AL-04. Risk-adapted immunoglobulin replacement therapy in patients with acute leukemia: clinical evaluation and comparative analysis
Olga V. Gerasimovich1, Igor A. Iskrov2, Irina Yu. Lendina1
1 Minsk Scientific Practical Center of Surgery, Transplantation and Hematology, Minsk, Republic of Belarus
2 Belorussian Medical Academy of Postgraduate Education, Minsk, Republic of Belarus
Contact: Dr. Olga V. Gerasimovich, phone: +375293758313, e-mail: email@example.com
Patients with hematological malignancies undergoing chemotherapy (CT) have high incidence of infections which profile is affected by various factors including neutropenia. The clinical effect of immunoglobulin replacement therapy (IRT) with respect to the risk of infectious complications in adult hematological patients currently needs to be assessed and revised. The purpose of this prospective study in the framework of real clinical practice was to evaluate the independent effect of replacement therapy with immunoglobulins on the risk of developing infectious complications in hematological patients.
Materials and methods
The prospective study (2021-2022) included 40 adult patients diagnosed with acute leukemia who received induction and consolidation stages of therapy. Intervention groups (substitution therapy) and the control group were associated with clinical and demographic indicators. For the primary outcome in the analysis, the duration of the period free from infectious episodes in the survival analysis was adopted.

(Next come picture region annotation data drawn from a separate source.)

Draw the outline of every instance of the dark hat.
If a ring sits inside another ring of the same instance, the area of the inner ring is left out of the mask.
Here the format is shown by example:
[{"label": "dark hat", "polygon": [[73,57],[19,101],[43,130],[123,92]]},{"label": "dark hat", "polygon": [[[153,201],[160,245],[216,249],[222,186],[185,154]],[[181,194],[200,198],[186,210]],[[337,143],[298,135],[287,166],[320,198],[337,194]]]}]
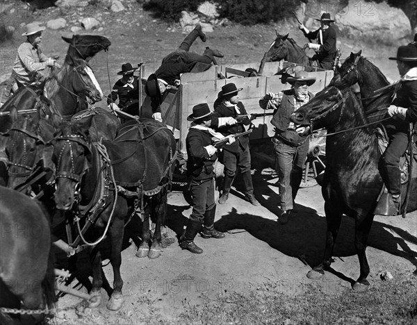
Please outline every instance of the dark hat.
[{"label": "dark hat", "polygon": [[316,20],[318,20],[319,22],[334,22],[334,20],[330,19],[330,14],[329,12],[323,12],[321,18],[320,19],[316,19]]},{"label": "dark hat", "polygon": [[222,91],[219,93],[218,97],[220,97],[223,96],[230,95],[234,94],[235,92],[237,94],[238,92],[242,90],[243,89],[243,88],[238,89],[236,88],[236,85],[233,83],[227,83],[223,87],[222,87]]},{"label": "dark hat", "polygon": [[131,65],[130,63],[128,62],[128,63],[122,65],[122,71],[120,71],[119,72],[117,72],[117,74],[133,74],[137,69],[138,69],[138,68],[133,68],[132,67],[132,65]]},{"label": "dark hat", "polygon": [[208,104],[206,103],[196,105],[193,108],[193,114],[188,115],[187,117],[188,121],[195,121],[196,119],[202,119],[206,117],[213,114],[213,112],[210,110]]},{"label": "dark hat", "polygon": [[397,61],[417,61],[417,47],[413,44],[400,47],[397,51],[397,56],[389,59]]},{"label": "dark hat", "polygon": [[306,71],[297,71],[294,76],[290,76],[286,78],[286,81],[293,85],[295,81],[306,81],[308,85],[311,85],[316,82],[316,77],[311,76]]},{"label": "dark hat", "polygon": [[148,77],[145,85],[145,92],[151,98],[157,98],[159,103],[162,102],[161,89],[159,89],[158,78],[155,74],[152,74]]}]

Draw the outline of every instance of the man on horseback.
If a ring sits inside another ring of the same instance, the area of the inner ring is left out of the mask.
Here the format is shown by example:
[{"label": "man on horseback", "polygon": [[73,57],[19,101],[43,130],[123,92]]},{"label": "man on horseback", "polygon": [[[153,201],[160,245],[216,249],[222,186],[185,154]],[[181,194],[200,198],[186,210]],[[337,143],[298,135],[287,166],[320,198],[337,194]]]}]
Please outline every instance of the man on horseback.
[{"label": "man on horseback", "polygon": [[390,142],[382,155],[382,174],[393,202],[398,206],[400,200],[401,171],[400,158],[409,143],[409,124],[417,122],[417,47],[413,44],[398,48],[395,60],[401,76],[396,97],[388,108],[392,120],[386,126]]},{"label": "man on horseback", "polygon": [[[215,132],[212,126],[231,125],[236,121],[231,117],[213,115],[206,103],[196,105],[193,114],[187,118],[191,121],[187,134],[186,146],[188,159],[187,176],[190,183],[190,192],[193,198],[193,212],[186,231],[180,239],[183,249],[200,254],[203,250],[194,243],[197,234],[202,231],[204,238],[223,238],[224,235],[214,228],[215,201],[214,199],[214,167],[218,158],[217,148],[213,144],[213,138],[218,140],[224,137]],[[229,144],[235,142],[229,137]]]},{"label": "man on horseback", "polygon": [[321,26],[317,31],[311,32],[302,23],[298,24],[298,28],[301,29],[304,35],[310,40],[318,40],[318,44],[309,43],[309,48],[316,51],[312,60],[318,61],[320,67],[326,70],[333,69],[334,57],[336,53],[336,31],[331,25],[334,22],[330,19],[330,14],[323,12],[322,17],[318,20]]},{"label": "man on horseback", "polygon": [[[161,67],[149,76],[145,91],[151,97],[151,106],[155,119],[162,122],[159,105],[162,102],[161,96],[171,86],[179,85],[179,78],[181,74],[193,72],[205,71],[211,64],[217,65],[215,56],[222,58],[223,53],[220,51],[208,47],[202,55],[190,52],[190,47],[194,41],[199,38],[206,42],[206,35],[202,30],[202,26],[197,24],[195,28],[184,38],[179,47],[168,54],[162,60]],[[156,89],[158,88],[158,89]]]},{"label": "man on horseback", "polygon": [[24,87],[44,77],[45,68],[48,66],[60,67],[57,61],[47,57],[39,47],[42,41],[42,33],[44,27],[36,24],[28,24],[26,31],[22,34],[26,36],[26,41],[17,49],[15,65],[12,69],[9,91],[15,92],[19,87]]},{"label": "man on horseback", "polygon": [[287,78],[287,82],[293,85],[291,89],[266,94],[259,100],[259,106],[264,110],[275,110],[271,124],[275,126],[272,142],[277,155],[282,210],[278,222],[281,224],[288,222],[293,211],[309,144],[309,128],[295,124],[290,121],[290,117],[314,97],[308,88],[315,81],[316,77],[310,76],[308,72],[297,72],[293,77]]},{"label": "man on horseback", "polygon": [[[117,74],[122,78],[115,83],[111,93],[107,97],[107,104],[112,110],[121,109],[131,115],[139,112],[139,78],[133,75],[138,68],[133,68],[129,62],[122,65],[122,70]],[[119,97],[119,104],[115,101]]]},{"label": "man on horseback", "polygon": [[[236,118],[238,115],[247,115],[247,112],[241,101],[239,101],[238,92],[233,83],[227,83],[222,87],[219,100],[215,103],[214,111],[219,117]],[[244,119],[238,123],[222,128],[221,133],[227,136],[244,132],[245,125],[251,124],[250,118]],[[242,174],[245,185],[245,195],[252,206],[259,206],[259,202],[254,195],[254,186],[250,174],[250,151],[249,149],[249,135],[240,137],[232,145],[223,149],[219,157],[220,161],[224,165],[224,178],[222,186],[222,195],[219,198],[219,204],[224,204],[229,198],[231,184],[238,172],[238,167]]]}]

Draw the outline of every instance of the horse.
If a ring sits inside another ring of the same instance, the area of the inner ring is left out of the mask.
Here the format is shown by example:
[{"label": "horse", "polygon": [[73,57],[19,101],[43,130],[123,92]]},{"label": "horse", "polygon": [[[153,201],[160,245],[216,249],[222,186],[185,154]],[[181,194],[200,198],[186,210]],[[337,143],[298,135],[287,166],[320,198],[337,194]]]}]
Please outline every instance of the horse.
[{"label": "horse", "polygon": [[265,62],[285,60],[299,65],[312,65],[311,59],[304,50],[300,47],[294,40],[288,38],[289,33],[279,35],[277,31],[275,33],[277,38],[268,49]]},{"label": "horse", "polygon": [[[341,90],[327,87],[293,113],[291,119],[309,126],[311,131],[322,127],[327,130],[327,163],[322,185],[327,223],[326,244],[322,262],[307,276],[320,278],[325,269],[330,268],[341,216],[345,213],[355,220],[354,246],[360,265],[359,277],[352,288],[366,290],[369,287],[366,242],[384,185],[378,169],[381,153],[374,129],[368,125],[365,110],[349,88]],[[415,174],[409,181],[412,182],[410,193],[417,193]],[[411,195],[407,211],[416,209],[417,197]]]},{"label": "horse", "polygon": [[[22,314],[54,308],[49,224],[42,208],[35,200],[0,186],[0,307],[22,309]],[[0,323],[8,320],[0,312]]]},{"label": "horse", "polygon": [[[83,209],[81,214],[88,219],[81,218],[80,222],[93,226],[85,231],[81,230],[82,224],[78,224],[79,234],[95,235],[94,240],[100,237],[90,243],[97,244],[96,251],[91,254],[91,292],[95,296],[90,304],[92,308],[100,303],[102,280],[99,247],[101,239],[108,231],[114,288],[107,308],[115,310],[123,302],[121,249],[124,222],[129,215],[131,218],[136,211],[140,211],[144,231],[148,231],[147,217],[149,214],[156,215],[156,228],[151,248],[149,235],[144,233],[138,251],[147,248],[151,258],[160,254],[161,226],[166,214],[167,187],[172,180],[176,143],[171,131],[152,119],[133,120],[124,124],[115,140],[103,141],[102,145],[91,142],[87,136],[88,128],[85,123],[70,124],[63,128],[55,140],[55,201],[57,208],[64,211],[76,212]],[[88,242],[83,235],[79,237],[74,243],[77,240]]]},{"label": "horse", "polygon": [[[352,52],[342,65],[335,72],[329,84],[343,89],[357,83],[361,89],[361,100],[370,122],[377,122],[386,117],[384,110],[394,96],[395,88],[390,85],[384,74],[375,65],[361,56],[361,51]],[[379,94],[375,90],[386,88]]]}]

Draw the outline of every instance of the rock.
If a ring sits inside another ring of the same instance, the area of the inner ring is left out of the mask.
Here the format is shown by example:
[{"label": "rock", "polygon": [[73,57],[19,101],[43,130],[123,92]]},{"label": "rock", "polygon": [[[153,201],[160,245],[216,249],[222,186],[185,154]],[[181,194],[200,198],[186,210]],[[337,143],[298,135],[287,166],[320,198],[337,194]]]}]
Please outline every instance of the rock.
[{"label": "rock", "polygon": [[49,20],[47,23],[47,27],[49,29],[61,29],[65,27],[67,21],[63,18]]},{"label": "rock", "polygon": [[219,17],[215,3],[212,3],[208,1],[204,2],[199,5],[197,11],[209,19],[217,18]]},{"label": "rock", "polygon": [[82,31],[82,30],[83,30],[83,28],[79,26],[73,26],[72,27],[71,27],[71,31],[74,34],[76,34],[77,33],[79,33],[80,31]]},{"label": "rock", "polygon": [[336,25],[347,37],[396,44],[411,33],[409,19],[402,10],[386,3],[355,2],[336,15]]},{"label": "rock", "polygon": [[99,26],[99,23],[97,19],[89,17],[81,20],[81,26],[85,28],[85,31],[95,28]]},{"label": "rock", "polygon": [[124,10],[124,7],[120,1],[114,0],[112,2],[110,10],[113,12],[118,12],[119,11],[123,11]]}]

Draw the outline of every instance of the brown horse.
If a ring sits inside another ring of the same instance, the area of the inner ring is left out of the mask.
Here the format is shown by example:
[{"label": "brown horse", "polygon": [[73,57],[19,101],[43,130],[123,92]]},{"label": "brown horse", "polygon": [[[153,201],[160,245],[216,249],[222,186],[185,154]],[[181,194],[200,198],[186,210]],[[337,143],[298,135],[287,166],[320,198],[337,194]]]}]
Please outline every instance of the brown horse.
[{"label": "brown horse", "polygon": [[277,31],[275,33],[277,38],[267,52],[265,62],[285,60],[300,65],[312,65],[304,50],[294,40],[288,38],[289,34],[279,35]]},{"label": "brown horse", "polygon": [[[327,163],[322,185],[327,231],[322,262],[307,275],[318,278],[329,269],[333,247],[343,213],[355,219],[354,246],[360,274],[353,289],[366,290],[369,265],[366,249],[378,195],[383,186],[378,169],[381,156],[377,140],[366,112],[350,88],[328,87],[293,113],[291,119],[310,126],[311,131],[327,130]],[[417,209],[417,174],[414,168],[407,211]],[[407,184],[403,185],[403,188]],[[402,190],[404,189],[403,188]],[[404,209],[402,199],[402,209]]]},{"label": "brown horse", "polygon": [[[43,210],[35,200],[0,186],[0,307],[53,308],[55,276]],[[7,320],[0,312],[0,323]]]},{"label": "brown horse", "polygon": [[[120,265],[126,218],[139,211],[145,219],[143,228],[149,231],[147,217],[154,215],[157,222],[151,249],[149,234],[145,233],[140,248],[147,247],[150,258],[160,254],[161,226],[166,214],[175,139],[164,124],[149,119],[127,124],[114,141],[104,141],[104,146],[92,144],[87,137],[88,128],[87,124],[72,124],[63,128],[56,139],[55,201],[58,209],[88,217],[77,224],[79,233],[85,233],[85,236],[80,235],[74,243],[86,243],[88,238],[97,244],[92,255],[92,294],[97,297],[92,307],[100,303],[102,284],[98,245],[106,235],[109,235],[114,289],[107,308],[118,310],[123,302]],[[93,224],[91,227],[81,231],[89,222]]]}]

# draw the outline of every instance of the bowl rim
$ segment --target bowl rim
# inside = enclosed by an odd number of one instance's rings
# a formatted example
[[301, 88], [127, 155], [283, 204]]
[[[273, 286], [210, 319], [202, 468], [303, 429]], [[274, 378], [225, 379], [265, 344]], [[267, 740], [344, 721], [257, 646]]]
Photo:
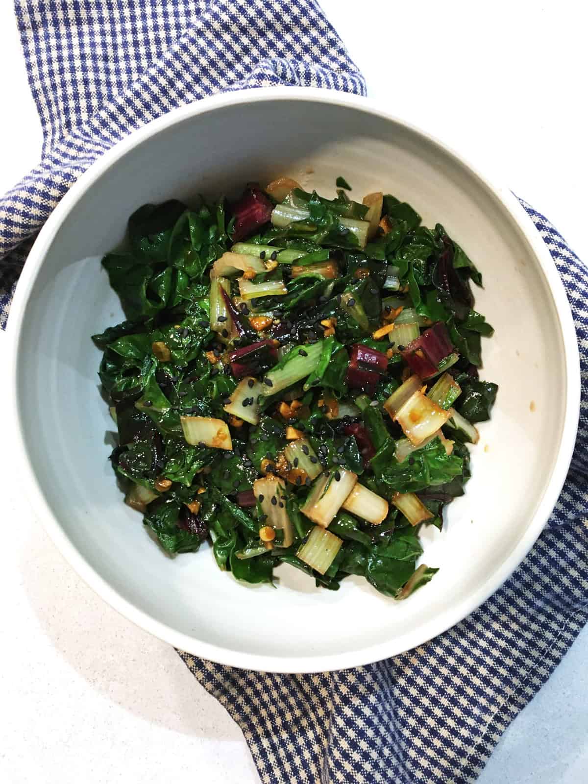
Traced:
[[[510, 213], [520, 231], [528, 242], [550, 290], [557, 314], [564, 344], [566, 370], [565, 415], [561, 430], [561, 444], [555, 464], [533, 517], [526, 531], [499, 568], [492, 573], [473, 593], [452, 604], [441, 615], [427, 622], [418, 630], [403, 633], [384, 642], [343, 653], [321, 654], [307, 657], [277, 657], [244, 653], [240, 651], [211, 644], [196, 637], [179, 632], [155, 620], [132, 601], [123, 597], [96, 572], [70, 541], [57, 518], [49, 508], [34, 475], [27, 454], [22, 428], [21, 412], [17, 397], [17, 370], [21, 328], [29, 294], [38, 274], [47, 250], [67, 218], [70, 210], [94, 183], [111, 166], [114, 165], [127, 152], [138, 144], [177, 123], [188, 118], [214, 111], [225, 107], [242, 103], [286, 100], [312, 100], [322, 103], [352, 108], [391, 121], [437, 145], [461, 165], [465, 166], [483, 187]], [[220, 664], [248, 670], [277, 673], [314, 673], [342, 670], [366, 665], [397, 655], [410, 650], [446, 631], [481, 604], [512, 574], [522, 561], [543, 531], [555, 506], [569, 467], [575, 443], [580, 405], [579, 354], [573, 318], [564, 285], [551, 255], [541, 239], [530, 217], [514, 195], [507, 188], [496, 185], [485, 174], [457, 153], [450, 145], [436, 136], [387, 111], [381, 101], [320, 88], [268, 87], [238, 90], [203, 98], [195, 103], [171, 110], [132, 132], [102, 154], [71, 186], [48, 218], [31, 250], [24, 271], [16, 286], [11, 306], [6, 334], [9, 360], [9, 421], [11, 437], [16, 445], [15, 459], [21, 474], [21, 486], [26, 489], [35, 516], [53, 539], [62, 555], [82, 579], [106, 602], [136, 626], [156, 637], [195, 656], [211, 659]]]

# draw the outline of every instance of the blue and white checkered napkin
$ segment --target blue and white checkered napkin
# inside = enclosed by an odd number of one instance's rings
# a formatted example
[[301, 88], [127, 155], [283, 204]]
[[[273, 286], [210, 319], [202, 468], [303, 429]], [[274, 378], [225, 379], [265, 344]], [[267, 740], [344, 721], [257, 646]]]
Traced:
[[[0, 200], [0, 323], [24, 241], [129, 131], [223, 90], [365, 89], [313, 0], [16, 0], [16, 9], [45, 145], [39, 165]], [[524, 206], [565, 285], [581, 350], [578, 444], [549, 524], [485, 604], [394, 659], [275, 675], [180, 653], [243, 730], [267, 784], [473, 782], [588, 620], [588, 270]]]

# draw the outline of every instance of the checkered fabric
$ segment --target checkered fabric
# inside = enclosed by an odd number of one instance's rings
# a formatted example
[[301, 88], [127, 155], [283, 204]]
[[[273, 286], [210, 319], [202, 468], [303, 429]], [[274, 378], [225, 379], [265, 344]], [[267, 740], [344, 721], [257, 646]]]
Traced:
[[588, 620], [588, 269], [525, 202], [561, 278], [581, 352], [569, 474], [547, 527], [461, 623], [376, 664], [315, 675], [221, 666], [180, 652], [243, 731], [263, 784], [466, 784]]
[[15, 9], [44, 143], [38, 165], [0, 199], [2, 328], [24, 260], [13, 252], [131, 131], [245, 87], [365, 93], [314, 0], [15, 0]]
[[[31, 238], [129, 131], [245, 86], [364, 93], [311, 0], [16, 0], [16, 9], [45, 144], [39, 165], [0, 200], [2, 324]], [[509, 581], [414, 651], [314, 675], [249, 672], [180, 652], [243, 730], [264, 784], [474, 781], [588, 619], [588, 270], [523, 205], [561, 275], [581, 348], [579, 434], [561, 496]]]

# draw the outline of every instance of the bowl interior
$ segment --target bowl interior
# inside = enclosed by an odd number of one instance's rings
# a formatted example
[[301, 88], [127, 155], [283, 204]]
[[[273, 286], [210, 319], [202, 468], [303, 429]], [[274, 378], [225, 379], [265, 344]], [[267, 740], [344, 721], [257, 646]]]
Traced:
[[[122, 503], [107, 461], [113, 426], [90, 336], [122, 313], [101, 255], [146, 201], [236, 194], [246, 181], [279, 175], [327, 195], [334, 195], [339, 175], [357, 198], [393, 193], [411, 202], [425, 225], [442, 223], [484, 274], [477, 307], [495, 335], [484, 341], [482, 376], [499, 384], [498, 401], [492, 421], [480, 426], [466, 495], [448, 509], [441, 532], [423, 534], [423, 560], [441, 570], [405, 602], [355, 578], [336, 593], [316, 589], [285, 566], [278, 571], [278, 590], [238, 584], [218, 571], [207, 545], [166, 557], [140, 516]], [[482, 597], [532, 523], [565, 414], [554, 299], [497, 197], [417, 132], [312, 97], [216, 107], [180, 118], [129, 150], [83, 193], [53, 238], [26, 303], [17, 350], [25, 449], [74, 548], [129, 603], [124, 612], [151, 630], [191, 652], [267, 669], [303, 670], [317, 656], [325, 667], [362, 663], [371, 649], [398, 652], [452, 622], [443, 622], [450, 608], [474, 593]]]

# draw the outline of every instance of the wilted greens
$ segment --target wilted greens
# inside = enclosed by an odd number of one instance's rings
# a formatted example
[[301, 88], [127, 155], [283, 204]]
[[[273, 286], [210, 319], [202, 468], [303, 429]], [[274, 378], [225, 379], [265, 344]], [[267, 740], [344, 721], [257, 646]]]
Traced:
[[[402, 599], [420, 526], [470, 478], [497, 387], [481, 275], [408, 204], [328, 199], [281, 179], [235, 203], [145, 205], [103, 260], [126, 320], [93, 336], [125, 500], [170, 554]], [[205, 556], [201, 556], [205, 557]]]

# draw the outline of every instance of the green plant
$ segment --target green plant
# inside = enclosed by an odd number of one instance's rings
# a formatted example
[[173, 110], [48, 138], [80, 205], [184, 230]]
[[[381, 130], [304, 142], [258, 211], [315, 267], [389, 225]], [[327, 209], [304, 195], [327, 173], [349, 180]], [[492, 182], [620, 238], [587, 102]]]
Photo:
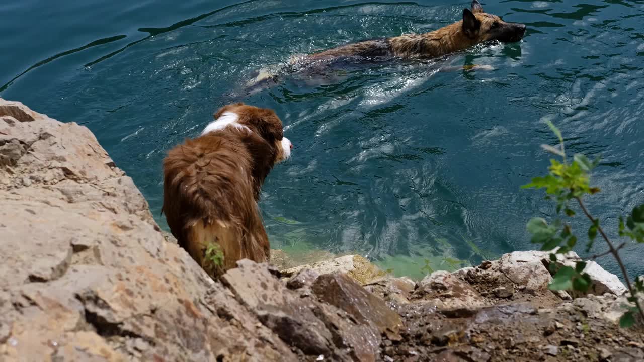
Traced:
[[223, 251], [219, 244], [211, 243], [205, 249], [207, 269], [215, 271], [223, 267]]
[[[620, 319], [620, 325], [623, 327], [632, 326], [635, 323], [635, 315], [638, 314], [644, 319], [644, 310], [638, 299], [638, 294], [644, 292], [644, 278], [636, 278], [635, 283], [631, 283], [626, 271], [624, 263], [620, 256], [620, 250], [628, 245], [625, 241], [616, 246], [615, 243], [606, 234], [598, 218], [593, 216], [583, 202], [584, 196], [592, 195], [600, 192], [599, 187], [593, 187], [590, 184], [591, 171], [598, 164], [600, 158], [593, 161], [583, 155], [575, 155], [572, 162], [566, 157], [564, 146], [564, 138], [560, 130], [551, 122], [548, 126], [559, 139], [559, 148], [549, 145], [542, 145], [542, 148], [562, 158], [562, 162], [554, 159], [550, 160], [548, 175], [544, 177], [535, 177], [532, 182], [522, 186], [522, 188], [545, 188], [545, 198], [553, 200], [556, 203], [558, 217], [550, 224], [542, 218], [534, 218], [527, 223], [527, 230], [532, 234], [531, 242], [542, 244], [542, 250], [553, 250], [559, 247], [556, 253], [551, 254], [553, 262], [551, 267], [556, 267], [557, 254], [565, 254], [573, 250], [577, 243], [577, 237], [573, 233], [570, 224], [565, 222], [561, 215], [563, 211], [565, 216], [573, 217], [576, 213], [572, 205], [576, 204], [583, 214], [590, 221], [588, 229], [588, 242], [586, 252], [590, 252], [597, 237], [598, 233], [606, 242], [609, 250], [606, 252], [593, 256], [594, 260], [605, 255], [612, 255], [617, 262], [626, 281], [630, 294], [628, 297], [627, 310]], [[619, 236], [627, 238], [638, 243], [644, 243], [644, 205], [633, 209], [632, 212], [626, 218], [620, 216]], [[556, 271], [549, 287], [552, 290], [576, 290], [585, 292], [591, 285], [590, 277], [583, 272], [586, 267], [584, 262], [577, 262], [575, 267], [563, 266]], [[551, 271], [554, 271], [554, 270]]]

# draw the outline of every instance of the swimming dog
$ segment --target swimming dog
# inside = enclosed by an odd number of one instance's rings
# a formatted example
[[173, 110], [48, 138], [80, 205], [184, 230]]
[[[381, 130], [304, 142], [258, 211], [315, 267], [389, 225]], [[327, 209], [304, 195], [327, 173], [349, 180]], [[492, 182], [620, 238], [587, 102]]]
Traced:
[[306, 59], [315, 61], [346, 57], [432, 58], [486, 41], [518, 41], [525, 33], [525, 24], [506, 23], [498, 16], [487, 14], [478, 1], [473, 0], [471, 8], [463, 9], [462, 20], [438, 30], [342, 45], [311, 54]]
[[241, 259], [269, 260], [257, 202], [293, 145], [272, 110], [229, 104], [214, 119], [164, 160], [162, 212], [179, 245], [216, 278]]
[[[397, 37], [366, 40], [341, 45], [309, 55], [291, 57], [290, 64], [277, 72], [274, 67], [260, 70], [247, 84], [251, 93], [264, 86], [278, 82], [280, 73], [289, 73], [314, 68], [334, 61], [377, 61], [391, 59], [428, 59], [441, 57], [464, 50], [477, 44], [498, 41], [513, 43], [523, 39], [526, 25], [507, 23], [500, 17], [486, 13], [478, 0], [473, 0], [470, 8], [463, 9], [462, 19], [437, 30], [422, 34], [405, 34]], [[450, 67], [442, 71], [464, 69], [489, 69], [479, 65]]]

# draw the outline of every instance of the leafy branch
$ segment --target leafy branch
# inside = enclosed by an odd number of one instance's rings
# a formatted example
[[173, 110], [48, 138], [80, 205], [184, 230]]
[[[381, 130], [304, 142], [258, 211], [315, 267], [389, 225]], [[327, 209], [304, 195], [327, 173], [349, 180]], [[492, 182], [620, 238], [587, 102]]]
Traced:
[[[644, 320], [644, 309], [638, 298], [638, 294], [644, 292], [644, 278], [636, 278], [634, 283], [631, 282], [626, 267], [620, 255], [620, 250], [627, 246], [627, 242], [622, 242], [616, 247], [615, 243], [601, 227], [600, 219], [590, 213], [583, 202], [585, 196], [592, 195], [601, 191], [599, 187], [592, 187], [590, 184], [591, 171], [599, 164], [600, 158], [591, 162], [585, 156], [576, 154], [573, 157], [573, 162], [569, 163], [561, 131], [552, 122], [549, 121], [547, 124], [558, 138], [559, 147], [542, 145], [542, 148], [561, 157], [562, 162], [551, 159], [547, 175], [544, 177], [535, 177], [532, 179], [531, 182], [524, 185], [522, 188], [545, 188], [545, 198], [553, 200], [556, 203], [558, 215], [560, 215], [563, 211], [566, 216], [573, 217], [576, 213], [571, 206], [571, 203], [578, 205], [583, 214], [591, 222], [587, 232], [588, 242], [586, 243], [586, 252], [590, 252], [592, 249], [597, 234], [599, 233], [608, 245], [609, 250], [592, 256], [591, 259], [594, 260], [610, 254], [615, 258], [620, 266], [630, 294], [627, 298], [629, 303], [627, 305], [627, 311], [620, 318], [620, 325], [624, 327], [632, 326], [635, 323], [636, 314], [639, 314], [642, 320]], [[542, 244], [542, 250], [559, 248], [556, 253], [550, 255], [550, 259], [553, 262], [551, 264], [551, 268], [556, 267], [554, 262], [557, 262], [557, 254], [567, 253], [576, 245], [577, 237], [573, 233], [572, 227], [569, 224], [565, 222], [560, 217], [556, 218], [549, 225], [542, 218], [534, 218], [527, 223], [527, 227], [528, 231], [532, 234], [531, 242]], [[620, 217], [619, 231], [620, 237], [628, 238], [640, 243], [644, 243], [644, 205], [634, 208], [632, 212], [626, 218], [625, 222], [623, 217]], [[572, 289], [585, 292], [591, 284], [590, 276], [583, 272], [585, 267], [585, 262], [577, 262], [575, 263], [574, 268], [569, 266], [559, 268], [549, 288], [552, 290]]]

The probability of developing an infectious episode in patients with acute leukemia receiving specific treatment (induction course of polychemotherapy) is statistically significantly lower in the group of patients receiving immunoglobulin replacement therapy compared to the control group without administration of human immunoglobulin (5 versus 14; p=0.00724) as seen on Fig. 1. The median duration of the period without infectious complications in the group of patients who received immunoglobulins against the background of specific therapy for the underlying disease was 105 days (95% CI 88-120 days), while in the control group it was 75 days (95% CI 59-109 days). Fixed effects analysis showed an estimated odds ratio of 2.42 (95% CI 1.86-3.16) as shown on Fig. 2. Random effects analysis, performed by estimating a mean odds ratio of 2.58 (95% CI 1.67-3.99), means that patients treated with IRT have a better chance of a favorable outcome compared to treatment without IRT by 2.58 times.
Immunoglobulin replacement therapy may be used in patients at high risk of infectious complications, given the levels of hypogammaglobulinemia, as well as clinical dynamics. The clinical effect can be assessed within 3 months from the start of replacement therapy.
Infections, hematological disorders, immunoglobulins, replacement therapy, acute leukemia, post cytostatic cytopenia.